When using the heterogeneous mice data (N = 1908) for the multivariate linear mixed model with up to five traits, MTG2 only took a few seconds, which was a few thousands times faster than ASReml and WOMBAT and few times faster than GEMMA (Table 1). Estimated SNP-heritability and genetic correlations between traits are shown in Supplementary Table S1. REML parameters after convergence were essentially the same between the different software suites, as shown in Supplementary Tables S8 and S9.

Table 1.

Computing time for each software run with a 2.7 GHz CPU when using the heterogeneous stock mice data (N = 1908)

MTG2 GEMMA ASReml WOMBAT
# traits Multivariate linear mixed model
1 1 s 1 s 2 min 17 s
3 1 s 1 s 210 min 9 min
5 2 s 6 s 950 min 60 min
# order Random regression model
1 2 s NAa 4 min 3 min
2 2 s NA 82 min 30 min
3 2 s NA 310 min 54 min

For MTG2 and GEMMA, it took ∼4 s for the eigen-decomposition, which is only required to be done once per dataset then can then be reused for multiple analyses.
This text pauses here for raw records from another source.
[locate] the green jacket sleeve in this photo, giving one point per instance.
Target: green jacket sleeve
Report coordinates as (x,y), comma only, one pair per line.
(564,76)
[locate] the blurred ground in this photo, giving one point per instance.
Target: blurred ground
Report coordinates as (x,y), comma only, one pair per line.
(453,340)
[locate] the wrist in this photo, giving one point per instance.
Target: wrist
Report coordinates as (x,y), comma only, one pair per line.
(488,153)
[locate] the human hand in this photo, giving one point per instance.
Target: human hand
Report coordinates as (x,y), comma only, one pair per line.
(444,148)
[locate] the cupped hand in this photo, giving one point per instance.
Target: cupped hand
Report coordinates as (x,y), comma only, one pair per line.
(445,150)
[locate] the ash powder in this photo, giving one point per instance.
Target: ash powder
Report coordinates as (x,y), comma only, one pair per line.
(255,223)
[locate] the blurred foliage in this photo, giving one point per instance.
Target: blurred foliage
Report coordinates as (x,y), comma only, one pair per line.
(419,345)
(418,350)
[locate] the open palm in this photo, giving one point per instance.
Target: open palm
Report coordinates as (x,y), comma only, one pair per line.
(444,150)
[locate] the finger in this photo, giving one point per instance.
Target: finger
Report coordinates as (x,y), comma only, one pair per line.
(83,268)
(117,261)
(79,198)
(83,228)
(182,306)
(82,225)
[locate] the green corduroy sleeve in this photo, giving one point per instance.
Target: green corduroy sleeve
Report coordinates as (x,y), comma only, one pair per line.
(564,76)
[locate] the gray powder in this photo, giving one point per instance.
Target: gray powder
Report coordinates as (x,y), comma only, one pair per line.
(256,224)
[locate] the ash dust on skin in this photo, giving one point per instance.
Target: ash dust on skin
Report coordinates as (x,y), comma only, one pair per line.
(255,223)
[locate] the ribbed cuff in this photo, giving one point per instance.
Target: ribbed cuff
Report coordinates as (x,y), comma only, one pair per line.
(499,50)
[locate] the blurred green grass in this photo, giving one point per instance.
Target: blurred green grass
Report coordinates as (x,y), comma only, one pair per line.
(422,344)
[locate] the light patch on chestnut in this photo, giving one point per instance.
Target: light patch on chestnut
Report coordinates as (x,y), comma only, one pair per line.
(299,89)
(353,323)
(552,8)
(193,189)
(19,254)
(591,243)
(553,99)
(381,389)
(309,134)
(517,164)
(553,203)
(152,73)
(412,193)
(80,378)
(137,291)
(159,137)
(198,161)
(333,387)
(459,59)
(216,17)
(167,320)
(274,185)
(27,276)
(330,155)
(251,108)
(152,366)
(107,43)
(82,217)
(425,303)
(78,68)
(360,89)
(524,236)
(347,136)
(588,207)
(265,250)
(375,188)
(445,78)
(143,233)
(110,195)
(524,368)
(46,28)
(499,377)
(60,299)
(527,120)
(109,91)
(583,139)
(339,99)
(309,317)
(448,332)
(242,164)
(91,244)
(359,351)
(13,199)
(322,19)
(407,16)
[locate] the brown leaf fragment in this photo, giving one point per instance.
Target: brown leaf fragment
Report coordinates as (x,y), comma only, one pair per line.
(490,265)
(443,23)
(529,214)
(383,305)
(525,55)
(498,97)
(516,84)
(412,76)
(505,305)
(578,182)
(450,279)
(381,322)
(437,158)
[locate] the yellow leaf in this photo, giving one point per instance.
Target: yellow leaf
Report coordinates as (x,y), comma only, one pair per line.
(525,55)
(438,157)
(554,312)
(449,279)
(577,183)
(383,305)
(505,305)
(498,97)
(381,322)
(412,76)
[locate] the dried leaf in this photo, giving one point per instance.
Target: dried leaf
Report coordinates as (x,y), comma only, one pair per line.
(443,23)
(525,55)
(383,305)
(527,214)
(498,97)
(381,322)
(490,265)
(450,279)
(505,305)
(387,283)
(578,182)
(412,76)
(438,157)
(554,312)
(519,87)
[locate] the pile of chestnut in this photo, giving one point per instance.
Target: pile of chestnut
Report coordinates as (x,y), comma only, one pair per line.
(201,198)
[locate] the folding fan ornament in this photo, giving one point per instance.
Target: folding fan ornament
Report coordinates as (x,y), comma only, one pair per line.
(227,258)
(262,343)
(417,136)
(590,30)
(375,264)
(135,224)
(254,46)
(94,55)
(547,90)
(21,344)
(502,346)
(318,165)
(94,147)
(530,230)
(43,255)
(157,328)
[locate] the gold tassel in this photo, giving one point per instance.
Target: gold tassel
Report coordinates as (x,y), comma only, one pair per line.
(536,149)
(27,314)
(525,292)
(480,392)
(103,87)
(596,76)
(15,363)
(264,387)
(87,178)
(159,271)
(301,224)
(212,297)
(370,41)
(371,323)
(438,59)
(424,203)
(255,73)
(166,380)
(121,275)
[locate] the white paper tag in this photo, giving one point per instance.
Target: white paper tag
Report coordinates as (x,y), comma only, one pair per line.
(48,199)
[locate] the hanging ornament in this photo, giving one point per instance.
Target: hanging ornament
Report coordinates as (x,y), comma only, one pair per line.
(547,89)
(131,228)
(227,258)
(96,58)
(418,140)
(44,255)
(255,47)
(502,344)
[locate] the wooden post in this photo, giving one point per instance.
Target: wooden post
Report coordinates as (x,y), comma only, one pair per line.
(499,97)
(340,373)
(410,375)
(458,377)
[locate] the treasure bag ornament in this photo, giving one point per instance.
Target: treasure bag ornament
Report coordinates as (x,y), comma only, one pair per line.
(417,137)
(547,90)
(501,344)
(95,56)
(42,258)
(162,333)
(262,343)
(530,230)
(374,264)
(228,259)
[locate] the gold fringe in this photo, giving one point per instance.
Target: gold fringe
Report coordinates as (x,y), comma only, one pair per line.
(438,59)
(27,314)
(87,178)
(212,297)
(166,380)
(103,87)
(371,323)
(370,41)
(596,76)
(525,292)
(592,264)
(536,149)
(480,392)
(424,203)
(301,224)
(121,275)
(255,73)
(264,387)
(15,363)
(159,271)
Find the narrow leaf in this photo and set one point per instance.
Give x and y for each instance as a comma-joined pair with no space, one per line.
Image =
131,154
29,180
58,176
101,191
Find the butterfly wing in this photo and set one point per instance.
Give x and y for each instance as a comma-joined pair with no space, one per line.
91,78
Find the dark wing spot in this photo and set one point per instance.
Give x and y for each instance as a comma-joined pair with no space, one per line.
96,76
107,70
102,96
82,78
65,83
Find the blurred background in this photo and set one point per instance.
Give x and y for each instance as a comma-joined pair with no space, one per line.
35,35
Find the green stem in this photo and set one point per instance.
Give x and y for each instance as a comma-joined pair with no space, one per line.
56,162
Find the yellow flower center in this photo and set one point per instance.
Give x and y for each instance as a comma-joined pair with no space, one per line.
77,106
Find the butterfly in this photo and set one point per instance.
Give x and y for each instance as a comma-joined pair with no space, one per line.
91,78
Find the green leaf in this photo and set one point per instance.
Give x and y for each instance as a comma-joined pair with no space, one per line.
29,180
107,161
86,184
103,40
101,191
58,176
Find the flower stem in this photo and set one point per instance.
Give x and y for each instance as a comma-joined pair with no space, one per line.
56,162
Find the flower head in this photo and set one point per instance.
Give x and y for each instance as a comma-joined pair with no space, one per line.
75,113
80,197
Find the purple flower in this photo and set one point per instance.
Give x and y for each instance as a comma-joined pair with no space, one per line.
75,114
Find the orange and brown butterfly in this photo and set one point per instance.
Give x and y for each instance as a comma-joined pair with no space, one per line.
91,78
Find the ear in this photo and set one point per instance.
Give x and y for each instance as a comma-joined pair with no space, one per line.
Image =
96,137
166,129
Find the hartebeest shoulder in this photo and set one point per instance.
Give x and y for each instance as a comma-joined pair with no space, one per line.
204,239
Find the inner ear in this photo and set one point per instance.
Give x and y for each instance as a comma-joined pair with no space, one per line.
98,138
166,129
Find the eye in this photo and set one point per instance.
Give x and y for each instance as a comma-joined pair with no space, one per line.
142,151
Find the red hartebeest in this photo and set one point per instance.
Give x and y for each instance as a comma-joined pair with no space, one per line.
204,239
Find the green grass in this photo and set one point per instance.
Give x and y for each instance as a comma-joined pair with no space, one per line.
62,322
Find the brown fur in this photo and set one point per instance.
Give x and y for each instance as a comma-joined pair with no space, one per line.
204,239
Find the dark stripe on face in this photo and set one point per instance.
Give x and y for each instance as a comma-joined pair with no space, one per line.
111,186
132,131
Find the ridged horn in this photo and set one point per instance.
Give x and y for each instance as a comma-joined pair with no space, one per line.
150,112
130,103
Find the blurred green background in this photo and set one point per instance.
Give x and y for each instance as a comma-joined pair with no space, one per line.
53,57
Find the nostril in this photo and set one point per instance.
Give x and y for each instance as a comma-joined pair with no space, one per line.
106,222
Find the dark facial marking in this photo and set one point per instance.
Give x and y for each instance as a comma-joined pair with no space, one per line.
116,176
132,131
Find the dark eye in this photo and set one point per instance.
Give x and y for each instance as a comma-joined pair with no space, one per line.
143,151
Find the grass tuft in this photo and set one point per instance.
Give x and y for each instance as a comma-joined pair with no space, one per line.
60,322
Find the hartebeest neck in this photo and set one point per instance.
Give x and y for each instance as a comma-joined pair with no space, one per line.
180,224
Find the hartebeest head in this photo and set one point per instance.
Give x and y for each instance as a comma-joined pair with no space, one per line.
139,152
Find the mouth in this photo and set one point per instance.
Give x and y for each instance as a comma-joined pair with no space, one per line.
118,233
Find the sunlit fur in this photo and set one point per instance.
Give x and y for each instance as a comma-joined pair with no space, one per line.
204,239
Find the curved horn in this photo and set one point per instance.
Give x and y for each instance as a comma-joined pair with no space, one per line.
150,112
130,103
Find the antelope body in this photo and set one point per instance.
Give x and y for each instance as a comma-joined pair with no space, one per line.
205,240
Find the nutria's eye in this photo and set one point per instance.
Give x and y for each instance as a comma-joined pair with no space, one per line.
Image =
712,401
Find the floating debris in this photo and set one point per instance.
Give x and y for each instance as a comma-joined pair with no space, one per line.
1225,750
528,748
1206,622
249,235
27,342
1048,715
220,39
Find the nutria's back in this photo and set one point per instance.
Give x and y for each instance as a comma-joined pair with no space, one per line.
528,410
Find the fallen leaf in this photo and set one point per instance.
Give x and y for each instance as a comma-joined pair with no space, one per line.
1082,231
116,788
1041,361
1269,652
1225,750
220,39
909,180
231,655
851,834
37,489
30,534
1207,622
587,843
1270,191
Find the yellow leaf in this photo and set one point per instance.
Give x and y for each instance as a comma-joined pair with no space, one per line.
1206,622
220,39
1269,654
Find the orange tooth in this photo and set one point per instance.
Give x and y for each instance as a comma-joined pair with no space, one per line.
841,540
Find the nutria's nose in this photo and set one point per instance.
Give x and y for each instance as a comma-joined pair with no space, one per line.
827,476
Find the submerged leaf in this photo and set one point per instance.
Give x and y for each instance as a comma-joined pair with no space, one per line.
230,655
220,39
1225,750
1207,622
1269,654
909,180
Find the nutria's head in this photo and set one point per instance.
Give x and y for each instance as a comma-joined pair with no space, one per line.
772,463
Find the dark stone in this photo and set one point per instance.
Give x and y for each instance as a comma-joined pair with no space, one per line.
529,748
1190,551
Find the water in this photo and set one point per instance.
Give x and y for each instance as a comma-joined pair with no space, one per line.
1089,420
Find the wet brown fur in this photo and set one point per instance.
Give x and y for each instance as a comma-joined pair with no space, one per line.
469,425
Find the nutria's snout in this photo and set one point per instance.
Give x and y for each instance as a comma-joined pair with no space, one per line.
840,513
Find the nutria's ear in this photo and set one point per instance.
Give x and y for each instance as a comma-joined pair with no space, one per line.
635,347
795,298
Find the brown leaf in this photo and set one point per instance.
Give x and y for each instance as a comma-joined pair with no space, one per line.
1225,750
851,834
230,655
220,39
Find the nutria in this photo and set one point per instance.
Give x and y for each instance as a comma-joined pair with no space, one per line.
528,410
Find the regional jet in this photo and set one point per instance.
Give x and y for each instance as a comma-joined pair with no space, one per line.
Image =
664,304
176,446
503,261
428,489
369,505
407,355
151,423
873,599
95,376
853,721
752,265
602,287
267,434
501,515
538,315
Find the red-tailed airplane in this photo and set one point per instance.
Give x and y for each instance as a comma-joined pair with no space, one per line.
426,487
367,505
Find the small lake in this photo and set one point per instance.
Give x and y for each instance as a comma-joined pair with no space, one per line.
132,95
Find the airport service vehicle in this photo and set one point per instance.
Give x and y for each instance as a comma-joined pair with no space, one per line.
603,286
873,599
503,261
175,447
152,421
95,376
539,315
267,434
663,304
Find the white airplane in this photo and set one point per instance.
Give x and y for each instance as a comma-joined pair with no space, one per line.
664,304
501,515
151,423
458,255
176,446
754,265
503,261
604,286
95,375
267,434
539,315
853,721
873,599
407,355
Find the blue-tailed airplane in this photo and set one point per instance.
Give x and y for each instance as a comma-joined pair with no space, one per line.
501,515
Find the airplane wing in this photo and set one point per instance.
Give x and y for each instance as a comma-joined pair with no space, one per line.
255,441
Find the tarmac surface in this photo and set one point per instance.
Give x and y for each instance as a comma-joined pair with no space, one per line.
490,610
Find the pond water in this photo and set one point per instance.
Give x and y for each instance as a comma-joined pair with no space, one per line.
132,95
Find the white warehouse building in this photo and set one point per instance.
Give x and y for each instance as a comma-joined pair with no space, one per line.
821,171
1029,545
aGEMMA does not have a function for the random regression model.

When employing a random regression model, the computing time for MTG2 was a few seconds, not changing with the higher-order models (Table 1). However, the computational efficiency of ASReml or WOMBAT was lower and the computing time increased substantially with the higher-order models (Table 1). GEMMA does not have a function for random regression models. The estimated results from the random regression model are described and depicted in Supplementary Data (Supplementary Table S2 and Figure S1).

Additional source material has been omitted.